Anand Mahindra, an industrialist, is known for sharing amusing video and photo updates on Twitter. He posted a picture of a British tabloid about the nation’s politics on Saturday.
In order to determine which would stay longer, the tabloid daily Daily Star set up a live feed of unrefrigerated lettuce next to a picture of recently elected British Prime Minister Liz Truss. “Which wet lettuce will last longer,” the tabloid tweeted.
In response to the vicious jab at Truss, Mahindra referred to Britain as “brutal.”
“Great (Brutal) Britain,” he quipped.
Great (Brutal) Britain. pic.twitter.com/a4VxKvIkfG
— anand mahindra (@anandmahindra) October 15, 2022
After persistent market turbulence, Truss sacked her finance minister Kwasi Kwarteng this week. Truss claimed that she had taken “decisive” action to promote “economic stability,” but the pound continued to decline on currency markets, dropping below $1.12.
As Britain’s fourth chancellor this year, Kwarteng was succeeded by the moderate former foreign secretary and former Tory presidential contender Jeremy Hunt.

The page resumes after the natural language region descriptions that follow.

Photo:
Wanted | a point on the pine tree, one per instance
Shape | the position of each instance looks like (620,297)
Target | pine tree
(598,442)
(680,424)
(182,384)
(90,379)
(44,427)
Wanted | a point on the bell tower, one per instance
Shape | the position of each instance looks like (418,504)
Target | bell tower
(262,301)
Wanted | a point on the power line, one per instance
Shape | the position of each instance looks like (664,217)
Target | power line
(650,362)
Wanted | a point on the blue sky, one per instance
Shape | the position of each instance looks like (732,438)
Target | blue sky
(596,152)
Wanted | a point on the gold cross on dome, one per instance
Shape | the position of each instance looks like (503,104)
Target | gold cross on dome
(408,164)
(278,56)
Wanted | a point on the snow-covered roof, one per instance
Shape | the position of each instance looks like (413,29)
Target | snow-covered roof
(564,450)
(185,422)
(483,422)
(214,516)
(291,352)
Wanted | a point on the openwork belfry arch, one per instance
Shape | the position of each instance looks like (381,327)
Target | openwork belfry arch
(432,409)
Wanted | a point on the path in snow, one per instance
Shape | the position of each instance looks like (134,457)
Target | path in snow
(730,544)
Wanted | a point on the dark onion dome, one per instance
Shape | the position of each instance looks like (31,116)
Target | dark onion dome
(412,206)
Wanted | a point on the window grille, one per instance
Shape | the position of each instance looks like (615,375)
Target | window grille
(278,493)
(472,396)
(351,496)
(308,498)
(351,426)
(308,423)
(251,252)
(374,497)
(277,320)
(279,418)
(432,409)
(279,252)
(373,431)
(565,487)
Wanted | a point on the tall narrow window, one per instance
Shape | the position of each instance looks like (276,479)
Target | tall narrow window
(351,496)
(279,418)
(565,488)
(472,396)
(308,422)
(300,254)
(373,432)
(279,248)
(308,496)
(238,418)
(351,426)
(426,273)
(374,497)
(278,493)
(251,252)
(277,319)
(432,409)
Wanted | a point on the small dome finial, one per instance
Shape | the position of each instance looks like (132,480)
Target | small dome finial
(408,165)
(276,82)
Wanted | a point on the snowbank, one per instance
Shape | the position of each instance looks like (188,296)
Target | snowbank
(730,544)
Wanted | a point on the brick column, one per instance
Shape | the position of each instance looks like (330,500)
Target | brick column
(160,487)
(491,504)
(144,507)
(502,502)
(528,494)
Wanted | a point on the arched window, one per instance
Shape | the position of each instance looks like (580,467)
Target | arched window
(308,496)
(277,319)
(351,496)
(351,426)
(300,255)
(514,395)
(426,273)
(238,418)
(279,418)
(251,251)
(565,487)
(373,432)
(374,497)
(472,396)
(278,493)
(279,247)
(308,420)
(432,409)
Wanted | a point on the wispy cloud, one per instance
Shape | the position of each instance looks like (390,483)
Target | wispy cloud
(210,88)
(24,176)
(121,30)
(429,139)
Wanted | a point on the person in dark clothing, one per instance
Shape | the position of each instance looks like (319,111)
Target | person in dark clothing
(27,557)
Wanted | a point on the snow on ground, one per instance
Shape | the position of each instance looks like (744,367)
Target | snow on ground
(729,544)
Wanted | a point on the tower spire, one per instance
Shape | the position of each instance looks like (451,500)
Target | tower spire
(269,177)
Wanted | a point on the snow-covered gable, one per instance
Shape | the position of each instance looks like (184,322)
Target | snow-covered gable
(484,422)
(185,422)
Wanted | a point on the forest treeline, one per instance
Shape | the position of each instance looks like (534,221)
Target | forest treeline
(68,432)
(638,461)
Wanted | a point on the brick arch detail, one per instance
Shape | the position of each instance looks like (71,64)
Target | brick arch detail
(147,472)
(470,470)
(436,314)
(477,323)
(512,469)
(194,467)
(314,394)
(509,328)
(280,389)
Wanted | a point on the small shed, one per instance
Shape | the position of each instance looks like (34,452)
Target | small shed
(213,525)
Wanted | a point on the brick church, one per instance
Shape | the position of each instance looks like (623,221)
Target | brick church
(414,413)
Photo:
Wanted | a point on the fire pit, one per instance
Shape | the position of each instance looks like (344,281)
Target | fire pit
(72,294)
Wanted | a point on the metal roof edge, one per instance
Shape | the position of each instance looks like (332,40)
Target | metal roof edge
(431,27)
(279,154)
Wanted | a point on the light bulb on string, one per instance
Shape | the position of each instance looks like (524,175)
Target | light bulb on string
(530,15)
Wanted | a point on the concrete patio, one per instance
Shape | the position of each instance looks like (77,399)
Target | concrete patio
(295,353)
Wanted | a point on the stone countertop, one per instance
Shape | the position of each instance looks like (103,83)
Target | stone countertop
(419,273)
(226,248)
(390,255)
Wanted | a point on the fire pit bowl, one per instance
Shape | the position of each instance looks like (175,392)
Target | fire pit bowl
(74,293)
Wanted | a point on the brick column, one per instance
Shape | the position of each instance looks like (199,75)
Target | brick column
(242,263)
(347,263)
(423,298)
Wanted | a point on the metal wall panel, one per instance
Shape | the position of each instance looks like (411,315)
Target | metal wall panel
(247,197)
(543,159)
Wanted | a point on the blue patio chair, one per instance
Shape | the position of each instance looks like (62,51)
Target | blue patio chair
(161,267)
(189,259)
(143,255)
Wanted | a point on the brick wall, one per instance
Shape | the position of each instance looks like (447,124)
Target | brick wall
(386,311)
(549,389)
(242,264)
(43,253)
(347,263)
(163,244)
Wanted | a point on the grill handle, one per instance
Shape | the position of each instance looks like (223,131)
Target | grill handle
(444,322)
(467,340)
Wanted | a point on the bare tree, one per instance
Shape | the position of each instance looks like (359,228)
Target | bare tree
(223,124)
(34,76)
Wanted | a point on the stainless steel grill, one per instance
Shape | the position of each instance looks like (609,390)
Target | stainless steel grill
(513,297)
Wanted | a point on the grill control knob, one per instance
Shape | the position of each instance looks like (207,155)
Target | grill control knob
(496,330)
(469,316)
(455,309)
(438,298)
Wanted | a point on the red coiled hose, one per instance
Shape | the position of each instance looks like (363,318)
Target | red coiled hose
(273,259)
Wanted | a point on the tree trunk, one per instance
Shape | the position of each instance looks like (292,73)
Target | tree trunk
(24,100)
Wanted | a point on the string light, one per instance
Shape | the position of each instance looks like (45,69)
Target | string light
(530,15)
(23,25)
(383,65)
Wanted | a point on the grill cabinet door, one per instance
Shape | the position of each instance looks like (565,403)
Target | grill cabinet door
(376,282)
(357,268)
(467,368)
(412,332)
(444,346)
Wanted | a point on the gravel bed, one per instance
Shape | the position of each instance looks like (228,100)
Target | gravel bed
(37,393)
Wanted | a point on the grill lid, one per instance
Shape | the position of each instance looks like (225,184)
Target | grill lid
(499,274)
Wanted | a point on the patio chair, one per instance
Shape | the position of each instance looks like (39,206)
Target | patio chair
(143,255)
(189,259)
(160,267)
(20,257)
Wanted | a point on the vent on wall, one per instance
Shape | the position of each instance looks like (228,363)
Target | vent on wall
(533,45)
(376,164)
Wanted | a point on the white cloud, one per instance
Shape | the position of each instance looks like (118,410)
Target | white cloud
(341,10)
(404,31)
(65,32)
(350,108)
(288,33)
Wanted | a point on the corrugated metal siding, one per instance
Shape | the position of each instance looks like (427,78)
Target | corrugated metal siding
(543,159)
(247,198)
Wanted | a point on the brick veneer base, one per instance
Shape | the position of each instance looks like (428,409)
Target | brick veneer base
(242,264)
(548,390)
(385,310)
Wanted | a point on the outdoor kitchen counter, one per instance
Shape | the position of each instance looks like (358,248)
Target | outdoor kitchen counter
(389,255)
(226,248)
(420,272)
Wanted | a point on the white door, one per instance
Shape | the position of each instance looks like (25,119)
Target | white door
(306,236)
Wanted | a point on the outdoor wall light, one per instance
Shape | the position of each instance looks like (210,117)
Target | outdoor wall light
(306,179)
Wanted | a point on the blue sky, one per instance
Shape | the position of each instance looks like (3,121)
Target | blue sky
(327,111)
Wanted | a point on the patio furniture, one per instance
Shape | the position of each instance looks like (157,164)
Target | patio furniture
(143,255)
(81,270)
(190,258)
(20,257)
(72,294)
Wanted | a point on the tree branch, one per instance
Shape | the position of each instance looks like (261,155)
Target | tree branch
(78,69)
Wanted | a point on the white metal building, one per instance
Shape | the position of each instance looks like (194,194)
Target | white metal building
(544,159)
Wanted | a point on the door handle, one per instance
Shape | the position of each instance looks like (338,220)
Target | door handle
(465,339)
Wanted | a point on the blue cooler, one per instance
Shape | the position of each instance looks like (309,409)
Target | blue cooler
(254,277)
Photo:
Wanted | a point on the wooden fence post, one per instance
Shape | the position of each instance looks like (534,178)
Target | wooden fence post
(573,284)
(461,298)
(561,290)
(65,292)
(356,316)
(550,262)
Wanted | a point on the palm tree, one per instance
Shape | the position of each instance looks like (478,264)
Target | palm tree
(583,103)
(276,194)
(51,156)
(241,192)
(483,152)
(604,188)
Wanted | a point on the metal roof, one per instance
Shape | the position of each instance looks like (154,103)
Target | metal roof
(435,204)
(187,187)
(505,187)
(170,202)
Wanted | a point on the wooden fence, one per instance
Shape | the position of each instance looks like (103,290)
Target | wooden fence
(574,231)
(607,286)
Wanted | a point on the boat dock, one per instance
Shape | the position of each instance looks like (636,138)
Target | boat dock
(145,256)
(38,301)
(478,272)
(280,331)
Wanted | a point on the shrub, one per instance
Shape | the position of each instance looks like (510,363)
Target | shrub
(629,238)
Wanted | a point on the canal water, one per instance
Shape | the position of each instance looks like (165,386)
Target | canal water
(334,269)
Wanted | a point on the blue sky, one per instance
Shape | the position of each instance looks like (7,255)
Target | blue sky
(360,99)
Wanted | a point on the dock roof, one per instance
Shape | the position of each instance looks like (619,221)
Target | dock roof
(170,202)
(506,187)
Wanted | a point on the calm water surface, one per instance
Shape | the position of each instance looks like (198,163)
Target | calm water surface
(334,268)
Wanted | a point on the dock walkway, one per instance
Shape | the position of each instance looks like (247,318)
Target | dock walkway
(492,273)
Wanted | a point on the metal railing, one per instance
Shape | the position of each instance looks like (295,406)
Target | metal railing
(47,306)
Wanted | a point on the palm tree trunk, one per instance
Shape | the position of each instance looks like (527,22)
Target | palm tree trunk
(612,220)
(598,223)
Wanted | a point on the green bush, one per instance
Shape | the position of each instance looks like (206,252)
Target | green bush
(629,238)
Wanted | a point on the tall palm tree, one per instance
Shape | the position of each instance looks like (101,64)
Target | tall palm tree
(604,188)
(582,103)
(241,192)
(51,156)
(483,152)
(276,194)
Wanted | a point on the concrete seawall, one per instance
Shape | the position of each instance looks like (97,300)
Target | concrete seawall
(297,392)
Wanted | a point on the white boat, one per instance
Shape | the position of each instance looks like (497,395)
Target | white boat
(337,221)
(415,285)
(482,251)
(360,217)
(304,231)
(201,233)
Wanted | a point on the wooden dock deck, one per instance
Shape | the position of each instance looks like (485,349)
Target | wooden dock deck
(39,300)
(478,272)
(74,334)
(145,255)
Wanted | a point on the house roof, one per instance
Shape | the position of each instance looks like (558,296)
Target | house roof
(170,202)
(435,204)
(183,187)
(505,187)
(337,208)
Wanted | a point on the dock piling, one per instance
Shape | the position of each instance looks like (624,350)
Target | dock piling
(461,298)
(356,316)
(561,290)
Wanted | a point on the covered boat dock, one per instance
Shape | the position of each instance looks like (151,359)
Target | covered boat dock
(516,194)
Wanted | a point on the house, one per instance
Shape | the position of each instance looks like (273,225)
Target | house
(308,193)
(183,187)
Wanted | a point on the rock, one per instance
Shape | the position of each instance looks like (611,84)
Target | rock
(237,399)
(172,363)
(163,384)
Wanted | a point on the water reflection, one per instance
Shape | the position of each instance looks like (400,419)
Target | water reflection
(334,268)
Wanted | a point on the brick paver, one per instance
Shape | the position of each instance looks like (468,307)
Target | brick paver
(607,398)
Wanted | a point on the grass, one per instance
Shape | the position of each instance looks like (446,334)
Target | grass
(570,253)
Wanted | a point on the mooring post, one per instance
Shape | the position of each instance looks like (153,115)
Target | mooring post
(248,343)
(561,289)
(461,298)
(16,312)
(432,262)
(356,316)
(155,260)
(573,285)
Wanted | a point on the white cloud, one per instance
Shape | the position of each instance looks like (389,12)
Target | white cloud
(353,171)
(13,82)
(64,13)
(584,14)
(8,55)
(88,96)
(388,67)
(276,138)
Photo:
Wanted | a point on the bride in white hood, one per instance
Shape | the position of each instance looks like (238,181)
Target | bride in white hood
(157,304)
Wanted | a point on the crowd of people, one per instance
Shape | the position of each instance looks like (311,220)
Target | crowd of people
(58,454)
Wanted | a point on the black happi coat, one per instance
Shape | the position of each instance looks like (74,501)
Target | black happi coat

The financial crisis is wreaking havoc in Britain. The Bank of England Governor gave pension funds three days to solve their liquidity issues before the bank stopped providing emergency bond-buying support, which caused the cost of borrowing for the British government to reach a 20-year high on Wednesday.
Since finance minister Kwarteng last month announced tax cuts without providing any information regarding how they would be paid for, the nation’s financial markets have been in a state of chaos.
The increase in home prices last month was the smallest since the beginning of the coronavirus epidemic, and they appear to be headed downward as rising mortgage rates increase consumers’ anxiety about the health of the economy.
According to an estimate made by think tank the Resolution Foundation yesterday, one in five British households will experience financial hardship as a result of having to pay extra for their mortgages between now and 2024.
Over the following two years, the annual mortgage payments for more than 5 million families, according to the report, will increase by an average of 5,100 pounds ($5,700.27).
Friday saw a significant decline in the value of the pound relative to the US dollar as Truss abandoned portions of their economic package that had wreaked havoc on the UK financial markets. The BoE intervened to purchase UK gilts in recent weeks in an effort to calm the bond market.